To explore how brains change upon species evolution, we generated the first whole central brain comparative single-cell transcriptomic atlases of three closely-related but ecologically-distinct drosophilids: D. melanogaster, D. simulans and D. sechellia. D. melanogaster and D. simulans are cosmopolitan generalists, while the island endemic D. sechellia exhibits extreme niche specialism on the ripe noni fruit of the Morinda citrifolia shrub. The global cellular composition of central brains is well-conserved in the three Drosophila species, but we predicted a few cell types (perineurial glia, sNPF and Dh44 neurons) with divergent frequencies. Gene expression analysis revealed that distinct cell types within the central brain evolve at different rates and patterns; notably, several glial cell types exhibit the greatest divergence between species. Compared to D. melanogaster, the cellular composition and gene expression patterns of the central brain in D. sechellia displays greater deviation than those of D. simulans, indicating that the distinctive ecological specialization of D. sechellia is reflected in the structure and function of its brain.

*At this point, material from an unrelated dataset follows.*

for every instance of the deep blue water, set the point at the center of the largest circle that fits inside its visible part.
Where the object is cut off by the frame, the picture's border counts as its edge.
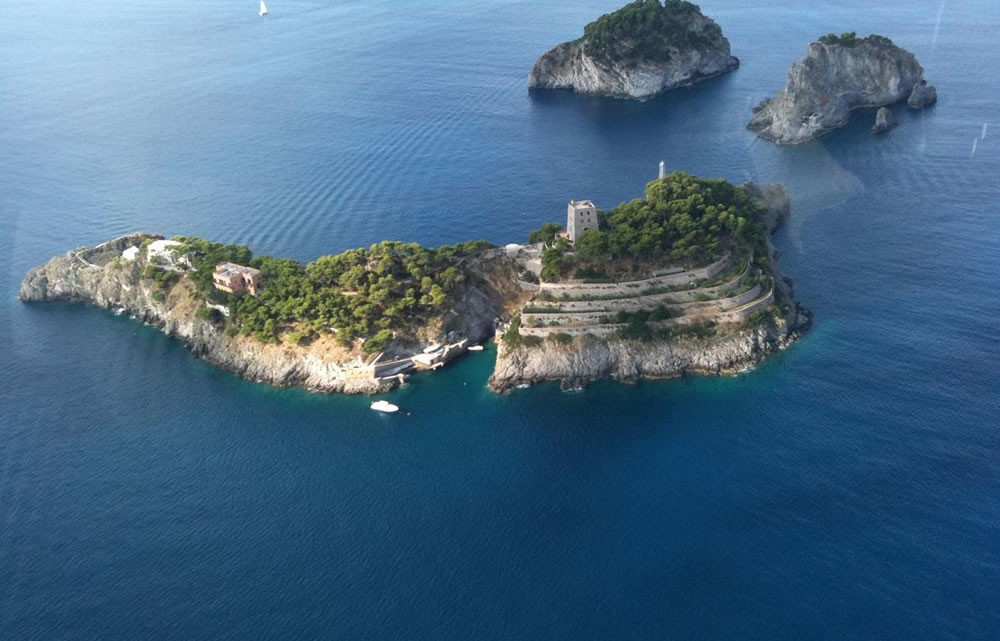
(847, 489)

Gene expression changes in D. sechellia encompass metabolic and ecdysone signaling genes, indicative of adaptations to its novel ecological demands. Additional single-cell transcriptomic analysis on D. sechellia revealed genes and cell types responsive to noni juice supplementation, showing glial cells as key sites for both physiological and genetic adaptation to novel conditions. Our comparative transcriptomic atlases of drosophilid brains will provide an entry point to more broadly study the evolvability of nervous systems across and beyond the Drosophila genus. Nuclei of Drosophila central brains were isolated using homogenization and FACS sorting and were analyzed by single-nucleus RNA-sequencing.